Parsing OpenPGP Key Export Format with JavaScript
If you tuned in last time to my post about scalar numbers and multiprecision integers, you might think that I'm just writing a book report for the OpenPGP spec. That’s not actually the case. My goal is to write a JavaScript app that allows encryption and decryption of OpenPGP messages, and I’m trying to document my progress as it happens. Reading the spec and obsessing over every definition will only get us so far. I’m tired of reading, so now it’s time to write some code.
In this post, I will be walking through the process of reading OpenPGP public key files with JavaScript. Before we can get on to the more glamorous work of encrypting and decrypting OpenPGP messages, we need a way to get public and private keys into our app. And even before we can do this, we need a way of getting JavaScript to simply read data from the files themselves.
OpenPGP data files and JavaScript
OpenPGP data files—which can include public key, private key or encrypted messages (among other things)—can be stored as raw binary or as, what the spec calls, ASCII Armored data. “ASCII Armor” (see section 6.2 in the spec) is a fancy way of saying that the binary data is Base64-encoded and saved as ASCII along with a checksum and some particular headers. When you decode an ASCII Armored data file, you should get the exact same binary data as if you had opened an equivalent binary file. (That’s part of what we’re going to prove today.)
Unfortunately, Javascript makes it a bitch to work with binary files, so that’s why I’m devoting a post solely to reading files into JavaScript and Base64 decoding ASCII Armor into binary. We’ll actually parse the binary into meaningful data structures at a later time. In order to properly decode ASCII Armored data, we’ll need JavaScript functions to Base64 decode/encode as well as a CRC24 checksum function. The spec helpfully describes how all of this will work, and we’re going to implement it!
Export your Public Key files with GNUPG
GnuPG is what all the cool kids use for PGP encryption these days, and ensuring interoperability with their export files and messages is a big priority for my project (although they can keep their license).
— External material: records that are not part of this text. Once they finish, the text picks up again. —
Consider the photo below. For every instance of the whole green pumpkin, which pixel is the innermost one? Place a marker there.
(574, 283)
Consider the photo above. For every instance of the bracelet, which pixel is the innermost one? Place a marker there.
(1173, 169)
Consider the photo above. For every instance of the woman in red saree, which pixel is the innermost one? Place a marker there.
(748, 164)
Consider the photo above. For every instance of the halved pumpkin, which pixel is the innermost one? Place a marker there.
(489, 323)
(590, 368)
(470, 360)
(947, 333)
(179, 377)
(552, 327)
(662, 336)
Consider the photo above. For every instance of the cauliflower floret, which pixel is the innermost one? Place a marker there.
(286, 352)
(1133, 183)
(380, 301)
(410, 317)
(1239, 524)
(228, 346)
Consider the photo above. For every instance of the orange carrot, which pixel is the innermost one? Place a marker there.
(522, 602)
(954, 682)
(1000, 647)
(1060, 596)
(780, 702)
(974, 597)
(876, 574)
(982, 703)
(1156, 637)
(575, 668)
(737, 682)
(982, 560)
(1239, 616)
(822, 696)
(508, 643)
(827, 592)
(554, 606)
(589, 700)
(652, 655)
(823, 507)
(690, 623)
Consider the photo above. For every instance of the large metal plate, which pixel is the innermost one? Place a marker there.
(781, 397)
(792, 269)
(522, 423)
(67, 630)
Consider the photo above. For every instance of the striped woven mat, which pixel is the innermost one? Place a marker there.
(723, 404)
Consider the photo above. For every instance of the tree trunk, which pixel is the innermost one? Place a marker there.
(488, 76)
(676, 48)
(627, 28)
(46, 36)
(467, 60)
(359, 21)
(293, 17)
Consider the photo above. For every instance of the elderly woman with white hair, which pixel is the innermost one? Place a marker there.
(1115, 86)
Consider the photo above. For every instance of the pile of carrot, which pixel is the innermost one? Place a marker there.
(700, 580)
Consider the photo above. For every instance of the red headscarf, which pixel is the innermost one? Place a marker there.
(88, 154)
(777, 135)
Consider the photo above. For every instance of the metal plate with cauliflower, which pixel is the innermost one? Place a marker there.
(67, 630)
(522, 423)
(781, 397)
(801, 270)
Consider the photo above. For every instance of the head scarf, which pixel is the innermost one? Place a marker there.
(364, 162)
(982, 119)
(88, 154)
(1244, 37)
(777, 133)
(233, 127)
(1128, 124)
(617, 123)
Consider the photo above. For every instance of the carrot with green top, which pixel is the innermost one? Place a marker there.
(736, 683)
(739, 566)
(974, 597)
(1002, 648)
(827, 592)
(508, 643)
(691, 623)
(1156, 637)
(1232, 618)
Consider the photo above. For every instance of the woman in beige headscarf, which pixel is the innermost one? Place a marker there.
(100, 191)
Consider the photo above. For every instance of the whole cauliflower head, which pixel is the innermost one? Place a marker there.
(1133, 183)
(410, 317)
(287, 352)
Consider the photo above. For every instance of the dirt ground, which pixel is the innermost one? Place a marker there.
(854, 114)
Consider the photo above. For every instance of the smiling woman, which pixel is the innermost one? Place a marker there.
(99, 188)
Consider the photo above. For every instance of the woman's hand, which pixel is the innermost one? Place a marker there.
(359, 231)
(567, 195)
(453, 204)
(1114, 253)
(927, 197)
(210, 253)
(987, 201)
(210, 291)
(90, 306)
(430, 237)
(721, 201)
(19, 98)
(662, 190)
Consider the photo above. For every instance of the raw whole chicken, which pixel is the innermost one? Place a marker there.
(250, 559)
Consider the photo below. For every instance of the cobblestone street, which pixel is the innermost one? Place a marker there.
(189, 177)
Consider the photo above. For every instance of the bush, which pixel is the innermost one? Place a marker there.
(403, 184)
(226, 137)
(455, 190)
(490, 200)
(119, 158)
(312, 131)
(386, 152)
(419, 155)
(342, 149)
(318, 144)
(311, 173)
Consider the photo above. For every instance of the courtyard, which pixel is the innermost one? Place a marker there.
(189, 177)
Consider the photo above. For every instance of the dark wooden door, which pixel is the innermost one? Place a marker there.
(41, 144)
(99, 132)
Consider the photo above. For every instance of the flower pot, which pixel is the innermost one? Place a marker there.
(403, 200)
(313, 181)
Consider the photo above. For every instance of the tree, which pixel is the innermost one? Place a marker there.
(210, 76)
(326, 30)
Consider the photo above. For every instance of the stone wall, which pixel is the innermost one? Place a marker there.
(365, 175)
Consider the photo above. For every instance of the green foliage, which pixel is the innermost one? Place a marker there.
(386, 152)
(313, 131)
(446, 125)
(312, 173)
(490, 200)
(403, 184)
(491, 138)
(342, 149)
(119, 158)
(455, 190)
If you don’t already have it set up, check out this excellent intro to OpenPGP by Zachary Voase, which includes installation instructions and usage tips for GnuPG. Once you have it set up and you have at least one entry in your public keyring (probably your own personal public key/subkey), export your keyring to both binary and ASCII Armored files using the following commands:
gpg2 --export > pubkeys.gpg
gpg2 --armor --export > pubkeys.asc
Opening ASCII Armored keyfiles with JavaScript’s File API
The previous commands exported two files: pubkeys.gpg, which is binary, and pubkeys.asc, which is ASCII Armored. Using a relatively new “HTML5” feature in JavaScript, (namely the File API) we can read the data from these files directly in the browser without first posting them to a server or anything ugly like that. This might not work on older browsers, so everyone using those browsers can cry me a river.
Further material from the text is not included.